FERC Steps Up Efforts to Support Integration of Energy Storage Technologies Into Wholesale Power Markets

As momentum builds for wide-scale development and deployment of electric energy storage technologies, the Federal Energy Regulatory Commission (FERC) has been taking a fresh look at how it can facilitate the integration of energy storage resources into wholesale electric markets. Advancements in energy storage technology and the ability of these resources to improve grid reliability and efficiency have been the primary drivers of FERC’s initiatives. Until recently, the only technology widely used for energy storage was pumped storage hydro, which can only be economically developed where there is viable geography, topology and a significant discrepancy between on-peak and off-peak power costs. In 2014, pumped hydroelectric resources represented approximately 98 percent of the over 22 gigawatts of installed electric storage capacity in the U.S.[1] However, lithium-ion electric battery resources have recently taken a larger role in ancillary services markets, and the development of other emerging storage technologies continues to advance. The Energy Storage Association reports that the energy storage market is set to develop rapidly, with an expected six gigawatts of storage capacity to be added in 2017 and over 40 gigawatts of installed storage capacity by 2022.[2] While conventional pumped storage hydroelectric projects will continue, on a gigawatt basis, to comprise the lion’s share of U.S. storage capacity for the foreseeable future, lithium-ion batteries and flywheel technologies have steadily increased their respective market shares since 2010, and these technologies are poised for continued expansion.
Based on its long history of licensing pumped storage projects, FERC is familiar with the capabilities of electric energy storage facilities to integrate with the power grid.

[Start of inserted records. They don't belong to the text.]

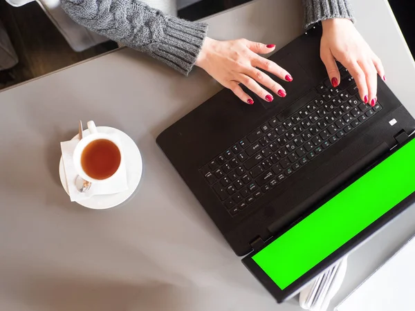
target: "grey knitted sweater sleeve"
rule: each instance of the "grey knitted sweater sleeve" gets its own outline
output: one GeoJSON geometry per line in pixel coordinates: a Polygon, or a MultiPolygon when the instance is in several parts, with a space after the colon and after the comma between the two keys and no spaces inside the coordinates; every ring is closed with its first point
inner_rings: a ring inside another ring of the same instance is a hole
{"type": "MultiPolygon", "coordinates": [[[[353,20],[348,0],[302,1],[306,28],[333,17],[353,20]]],[[[138,0],[62,0],[61,4],[77,23],[147,53],[185,75],[192,70],[208,32],[205,23],[166,15],[138,0]]]]}

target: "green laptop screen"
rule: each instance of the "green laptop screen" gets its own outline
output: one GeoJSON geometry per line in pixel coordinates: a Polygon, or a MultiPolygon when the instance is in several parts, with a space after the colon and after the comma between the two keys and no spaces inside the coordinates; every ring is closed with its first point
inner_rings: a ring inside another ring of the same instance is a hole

However, as new technologies with more diverse operating characteristics have been deployed, FERC has grappled with how to treat storage projects – should they be classified as generation, transmission, load or all of the above? Historically, FERC addressed the interconnection and sale of electricity from pumped facilities and other storage technologies, including batteries, flywheels, and compressed air resources just as it would any other generating facility. However, energy storage devices can play many different roles. They can act like a generator, selling energy, capacity and ancillary services in wholesale electricity markets. They also can function as a transmission asset, correcting transmission voltage and frequency by absorbing or releasing electricity as needed. In addition, storage resources function as load centers when they charge from the grid to purchase energy for later discharge or to reduce system load by providing demand response services.
In many ways, advancements in energy storage technologies and their deployment have outpaced the development of wholesale electric market rules that recognize the unique abilities, limitations and needs of storage resources. In the absence of a clear federal policy, transmission-owning utilities and regional transmission organizations (RTOs) have developed disparate rules governing the participation of energy storage resources in wholesale electric markets. As one RTO executive recently put it, “[We’ve] had kind of fits and starts with [storage] … but as far as having a clear policy, well, that’s never happened.”[3]
That may change very soon. The rulemaking and policy proceedings initiated by FERC in late 2016 and early 2017 could result in clear, standardized RTO policies relating to the participation of energy storage projects in wholesale electric power markets. There is, however, some uncertainty. FERC currently lacks a quorum of commissioners necessary to issue orders in the pending rulemaking and policy proceedings described below. In addition, the President has an opportunity to fill four out of the five FERC commissioner seats and to select a new FERC chairman, which he could do by the end of the year. So far, the President has made two nominations, and, despite speculation, it is unknown who the third and fourth candidates will be or who will serve as FERC chairman. All candidates will require confirmation by the Senate, which will take a few months. Once the new commissioners and chairman are in place, FERC could decide to abandon or shelve the rulemakings described below, but doing so would ignore the need for clear rules for a growing industry. Moreover, recent FERC orders have set precedent that, in effect, implements many of the proposals set forth in the pending rulemakings, thereby making it more difficult for FERC’s new leadership to completely change course.